IGBT working principle diagram

IGBT single tube working principle

The IGBT tube is an on-off switch. It is a composite fully controlled voltage-driven power semiconductor device composed of BJT (bipolar triode) and MOS (insulated gate field effect transistor). It has the high input impedance and GTR of MOSFET. The two advantages of low conduction voltage drop. The IGBT tube relies on the voltage conversion of its gate-source to complete its work. When +12V (greater than 6V, generally 12V to 15V) is applied to the gate-source, the IGBT is turned on. No voltage is applied to the gate-source or the voltage is applied to the source. When the voltage is negative, the IGBT is turned off. The purpose of adding negative pressure is to ensure reliable shutdown.

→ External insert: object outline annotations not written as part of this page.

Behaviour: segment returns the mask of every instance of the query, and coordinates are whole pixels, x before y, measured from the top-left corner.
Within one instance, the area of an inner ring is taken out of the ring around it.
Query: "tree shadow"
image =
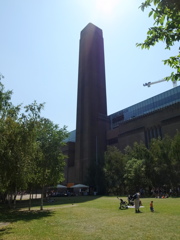
[[[4,235],[12,233],[11,223],[18,222],[18,221],[32,221],[41,218],[50,217],[54,214],[53,210],[9,210],[7,208],[0,209],[0,240],[3,239]]]

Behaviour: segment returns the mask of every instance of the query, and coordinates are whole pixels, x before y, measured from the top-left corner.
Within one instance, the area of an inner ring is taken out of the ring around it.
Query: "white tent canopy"
[[[89,186],[84,185],[84,184],[76,184],[74,186],[71,186],[71,188],[88,188]]]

The structure diagram of IGBT tube is as follows:

IGBT single tube structure diagram and circuit symbols

As shown in the figure, the IGBT tube has three terminals, namely G, D, and S. After voltage is applied to both ends of G and S, the internal electrons are transferred (characteristics of semiconductor materials, which is why semiconductor materials are used as power electronic switches). (The reason), originally there is a one-to-one correspondence between positive ions and negative ions, and the semiconductor material is neutral. However, after the voltage is applied, the electrons accumulate to one side under the action of the voltage, forming a conductive channel, because the electrons can conduct electricity. , becomes a conductor. If the voltage applied to both ends of GS is removed, the conductive channel in this layer will disappear, it will no longer conduct electricity, and it will become an insulator.

If a positive driving voltage is applied between the gate and emitter of the IGBT, the MOSFET turns on, so that the collector and base of the PNP transistor enter a low resistance state and the transistor turns on; if the gate and emitter of the IGBT When the voltage between the poles is 0V, the MOSFET turns off, cutting off the supply of base current to the PNP transistor, causing the transistor to turn off.

Working principle of IGBT module

IGBT single tubes are very popular in the field of DIY electrical components because they are relatively cheap. In industrial manufacturing R&D and high-power fields, IGBT modules integrating multiple IGBT tube switches are needed. The IGBT module is a combination of several units of IGBTs. For example, a 7-unit module is equivalent to seven single-tube IGBTs. This has the advantage of saving space. The packaged IGBT module can adapt to various harsh application environments and has a much wider range of uses than IGBT single tubes. However, their principles and functions are the same and they can be used as high-speed switches in circuits.

Fuji 7-unit module 7MBR30SA060 internal wiring diagram

Related reading: Fuji 7-unit module 7MBR30SA060 Chinese data parameters

Fuji 7MBR30SA06 contains a driver circuit: it has soft switching characteristics and can control dV/dt and surge voltage when IGBT switches. Driven by a single power supply, no reverse bias power supply is required. Prevent misleading communication. When turned off, the IGBT gate is grounded with low impedance to prevent noise, etc. from causing Vce to rise and cause false turn-on. The driving circuit of each IGBT sets the optimal driving conditions. Fuji 7MBR30SA06 contains various protection circuits: each IGBT has overcurrent protection (OC), load short circuit protection (SC), control power supply undervoltage protection (UV), and overheating protection (OH). Each IGBT chip has a temperature detection component, so when the chip is abnormally hot, it can implement (TjOH) protection at high speed. Fuji 7MBR30SA06 has a built-in alarm output function: when OH or lower arm OC, TjOH, UV and other protection actions occur, the system is stopped by outputting an abnormal signal to the microcomputer that controls the IPM.